(Previous Post: Part 4)
Tags
When someone submits a story to Steemit, they get to create up to five tags for the article (the first tag is the story's main category). On Steemit.com, tags (or topics) work like forums or Subreddits, if you are familiar with that other social media platform. Steemit will allow you to browse the list of recent posts within a topic, hot posts, trending posts, and promoted posts.
However, tags are not moderated, so consistency becomes a problem. I have discovered that there are many tags which probably would have been consolidated if this was a moderated platform. For example, there is a #steem-dev and a #steemdev tag, the difference being a single hyphen in the topic name. If someone wanted to post to both of those, they would need to use up two of their five possible tags.
Note: This is a problem that chainBB attempts to solve.
Retrieve Tags
Similar to the getFollowers()
API in Part 2, there is an API function that allows you to chunk through all of the tags 1000 at a time in order of popularity. getTrendingTags()

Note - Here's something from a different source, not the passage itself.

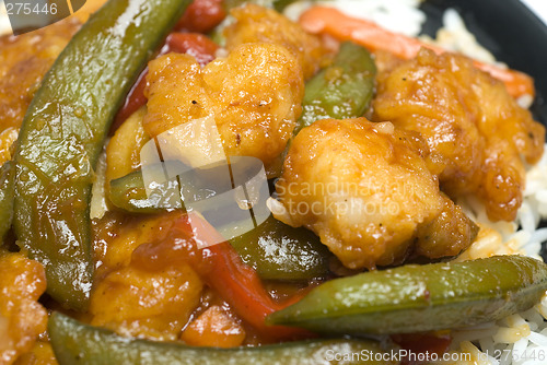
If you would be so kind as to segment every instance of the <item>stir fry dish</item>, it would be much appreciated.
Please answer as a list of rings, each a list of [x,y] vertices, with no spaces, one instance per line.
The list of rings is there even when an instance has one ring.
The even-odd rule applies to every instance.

takes a starting tag name and the number of results to return (max 1000). If the starting tag name is empty, then it will begin at the top.

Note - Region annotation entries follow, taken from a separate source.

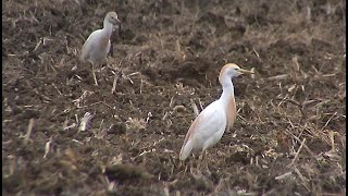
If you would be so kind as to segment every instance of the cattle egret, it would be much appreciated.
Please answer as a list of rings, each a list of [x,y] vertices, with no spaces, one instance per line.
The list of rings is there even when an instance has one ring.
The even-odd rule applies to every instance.
[[[253,72],[240,69],[233,63],[222,68],[219,76],[222,95],[220,99],[201,111],[190,125],[179,154],[181,160],[185,160],[191,151],[204,152],[221,139],[225,130],[233,126],[237,110],[232,78],[241,74],[253,74]]]
[[[110,37],[113,32],[113,25],[121,24],[115,12],[109,12],[103,22],[103,28],[92,32],[83,46],[80,60],[89,61],[92,65],[92,76],[95,84],[98,86],[95,66],[105,61],[110,51]]]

We can create a function to fetch all of the tags (~20,000 or so when this was written) into a single array by using a generator function that yields on each call to getTrendingTags()
:
//Tags most popular first. First argument is for chunk start
let getTagsList = P.coroutine(function* () {
let start = ''
let count = 0
let allTags = []
do {
yield steem.api.getTrendingTagsAsync(start, 1000)
.then(function (result) {
if (result == null || result.length == 0) {
count = 0
} else {
count = result.length
start = result[count - 1].name
Array.prototype.push.apply(allTags, result)
}
})
.catch(function(err) {
// There seems to be an error in the data or node code that causes requests
// at the bottom of the list to fail (i.e., data after tag "yunks"). For the
// sake of this demo, we will just exit
count = 0;
})
} while (count === 1000);
return allTags
})
getTagsList().then(console.log)
Each item in the returned array will contain data resembling:
{
comments: 48673,
name: "steemit",
net_votes: 478456,
top_posts: 29484,
total_payouts: "3946608.019 SBD",
trending: "243461804"
}
What Can We Do With This?
If you just want to create a tag cloud, then retrieving all 20,000 tags would be pretty wasteful - the important tags for a tag cloud would definitely be in the top 1000 or less. But, having the entire list of tags could be used to offer suggestions for similar tags that are more popular.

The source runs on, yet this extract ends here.